I was the officer. Tony sent me his information, the Santos also sent me their information, so I knew what was there, if they had really caught him. That was what saved us in the end, because seeing only twenty percent of the information made it impossible to defend ourselves with the strongest case. We also had a lot of graphic evidence, such as photos, etc.
Gerardo had a lot of evidence of photos of these terrorists practicing with rifles in the Everglades, with fifty caliber weapons. I remember one time one of these people who was on a small boat had a fifty-caliber rifle on board. It’s a powerful weapon that can go through tanks, pierce a building. When he was arrested, he said he had that rifle to kill sharks. Nobody believed that. However, in court they accepted it, and he was acquitted.
The case of the Five is an example of how the press is manipulated in the United States, which is why at first the lawyers looked at us with frightened faces, because they thought we were really dangerous spies.

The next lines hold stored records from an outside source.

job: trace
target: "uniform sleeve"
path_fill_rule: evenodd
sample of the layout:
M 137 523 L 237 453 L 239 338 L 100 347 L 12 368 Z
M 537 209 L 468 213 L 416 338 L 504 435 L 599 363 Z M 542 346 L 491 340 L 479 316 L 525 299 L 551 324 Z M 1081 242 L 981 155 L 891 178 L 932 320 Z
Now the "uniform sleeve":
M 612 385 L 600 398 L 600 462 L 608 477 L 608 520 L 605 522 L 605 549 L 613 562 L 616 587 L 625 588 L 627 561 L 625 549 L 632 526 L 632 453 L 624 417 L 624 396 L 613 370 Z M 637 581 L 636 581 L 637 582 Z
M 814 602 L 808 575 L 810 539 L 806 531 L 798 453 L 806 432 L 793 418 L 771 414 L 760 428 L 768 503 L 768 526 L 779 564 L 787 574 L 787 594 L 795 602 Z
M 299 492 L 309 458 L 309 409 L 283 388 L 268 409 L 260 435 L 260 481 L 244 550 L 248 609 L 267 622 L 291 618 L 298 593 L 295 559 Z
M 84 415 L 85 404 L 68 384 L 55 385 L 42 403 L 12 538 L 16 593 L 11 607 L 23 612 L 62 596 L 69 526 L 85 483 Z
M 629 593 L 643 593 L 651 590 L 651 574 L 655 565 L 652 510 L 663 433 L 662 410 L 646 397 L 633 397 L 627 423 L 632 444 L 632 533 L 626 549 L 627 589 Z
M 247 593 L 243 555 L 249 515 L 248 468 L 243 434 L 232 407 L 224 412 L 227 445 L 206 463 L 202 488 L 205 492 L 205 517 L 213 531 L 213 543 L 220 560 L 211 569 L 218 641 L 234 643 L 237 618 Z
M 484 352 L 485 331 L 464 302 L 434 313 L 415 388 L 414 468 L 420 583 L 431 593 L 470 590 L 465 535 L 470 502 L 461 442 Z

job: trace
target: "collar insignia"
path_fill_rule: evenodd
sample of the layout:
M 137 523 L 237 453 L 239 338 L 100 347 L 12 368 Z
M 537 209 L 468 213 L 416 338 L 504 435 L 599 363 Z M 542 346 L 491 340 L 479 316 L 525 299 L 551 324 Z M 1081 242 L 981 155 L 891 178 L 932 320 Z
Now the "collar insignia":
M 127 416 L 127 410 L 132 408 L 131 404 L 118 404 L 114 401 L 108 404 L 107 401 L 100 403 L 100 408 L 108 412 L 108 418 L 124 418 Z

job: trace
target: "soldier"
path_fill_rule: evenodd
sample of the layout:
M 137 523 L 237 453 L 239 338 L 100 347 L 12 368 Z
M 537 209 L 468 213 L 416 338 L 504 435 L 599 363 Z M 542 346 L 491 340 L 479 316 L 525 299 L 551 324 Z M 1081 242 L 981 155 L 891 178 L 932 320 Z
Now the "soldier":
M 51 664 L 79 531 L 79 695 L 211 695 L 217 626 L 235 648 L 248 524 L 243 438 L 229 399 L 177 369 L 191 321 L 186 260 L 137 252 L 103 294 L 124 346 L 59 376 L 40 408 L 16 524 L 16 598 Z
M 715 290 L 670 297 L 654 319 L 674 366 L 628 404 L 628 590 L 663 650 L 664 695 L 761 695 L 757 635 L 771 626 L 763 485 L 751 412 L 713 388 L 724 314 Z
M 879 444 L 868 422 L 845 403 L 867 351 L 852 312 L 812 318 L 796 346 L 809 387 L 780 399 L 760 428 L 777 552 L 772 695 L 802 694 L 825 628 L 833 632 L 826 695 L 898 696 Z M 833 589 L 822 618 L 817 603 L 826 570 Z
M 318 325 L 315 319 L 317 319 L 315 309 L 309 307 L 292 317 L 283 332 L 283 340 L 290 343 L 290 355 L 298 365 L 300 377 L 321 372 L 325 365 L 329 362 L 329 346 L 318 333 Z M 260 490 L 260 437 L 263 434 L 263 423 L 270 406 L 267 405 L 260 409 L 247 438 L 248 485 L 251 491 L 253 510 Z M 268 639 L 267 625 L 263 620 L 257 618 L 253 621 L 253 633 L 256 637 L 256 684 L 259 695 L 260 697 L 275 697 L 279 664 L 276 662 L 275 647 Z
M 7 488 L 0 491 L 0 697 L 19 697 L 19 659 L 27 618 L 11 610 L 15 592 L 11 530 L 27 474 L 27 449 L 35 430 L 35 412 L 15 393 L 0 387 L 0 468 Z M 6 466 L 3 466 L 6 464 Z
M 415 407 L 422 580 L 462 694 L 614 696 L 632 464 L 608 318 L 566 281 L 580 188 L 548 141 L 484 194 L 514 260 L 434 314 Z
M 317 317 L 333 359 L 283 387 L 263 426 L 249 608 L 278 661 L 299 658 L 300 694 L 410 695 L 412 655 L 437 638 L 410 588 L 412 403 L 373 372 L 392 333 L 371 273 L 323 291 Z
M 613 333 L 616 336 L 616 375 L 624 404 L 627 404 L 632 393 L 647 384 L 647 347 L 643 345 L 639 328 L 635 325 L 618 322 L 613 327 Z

The lawyers who defended us won an award given by the Florida State Bar for defending the most unpopular case in the State, because that takes courage. They took risks, in fact, they were threatened at one time. They were all daring and had to pass a security exam in order to have access to secret, sensitive information. Everything was to complicate their work so that they could not defend us.
Resentence
When I learned of the Court’s decision, the world fell on my head. In 2005, when they gave the verdict that the trial had been annulled, we thought that we had achieved the final victory, and just a year later, on August 9, 2006, they gave us the answer that no, that everything was reversed, that the trial had been correct, and that the only thing that the judges considered was that three of us were going to be resentenced.
There, we were Fernando, Tony and myself. When the three of us went to court, our sentences were decided, however, they never wanted to lower Gerardo’s sentence, under the pretext that he had two life sentences, and in any case, removing one of them would not benefit him. That was what they said.
Even if they had removed the life sentence for conspiracy to commit espionage, he had the other life sentence, which was conspiracy to commit murder, and that is where the problem arises, because this second case is very unfair, the whole process was unfair, but this case was much more unfair. He should have been resentenced, it is not the same to have one life sentence rather than two, there are other considerations with the prisoner, but they never wanted to give Gerardo the slightest hope in that sense, and the impact was violent, because the result of a trial that was null and void was maintained, it had been annulled by the three judges unanimously. This had never happened before in the American justice system, when three judges declare a mistrial, the decision cannot be appealed. What we faced after that was a labyrinth, motion, counter motion, until in 2010 we were finally resentenced. Tony’s sentence was reduced from life and 10 years to 22 years, Fernando’s from 19 to 17 years, and in my case from life and 18 years to 30 years. But it was the same because 30 years is like a life sentence, when we were released, I still had 10 years to serve. If I had stayed with that sentence, I would have been sixty-one years old.
After resentencing I returned to the U.S.P. (United States Penitentiary) McCreary in Kentucky. The Cubans there threw me a welcome home party, they thought I had definitely left due to sentence reduction, but when they found out I was coming back, they threw me a special meal.
There was everything, they even invented a homemade wine, and we had a good time. I was received happily for the reduction of the life sentence plus eighteen years to thirty years, which meant that I would have one day to be released for good, and the reception was nice. Even the guards were also affable, there was one who told me that I did not deserve to be in prison, that I should be released or be in a prison for political prisoners, a military prison, and that really touched me.
When I went back to McCreary, I had fourteen years to serve, but that’s considered a short sentence, so I no longer belonged in a maximum-security prison, I belonged in a medium security prison, and because of that they sent me to the hole, they told me I had to go there, for security reasons, until my transfer to a medium security prison.
I was there for about two months until I was finally transferred to Jesup, Georgia, which was medium security.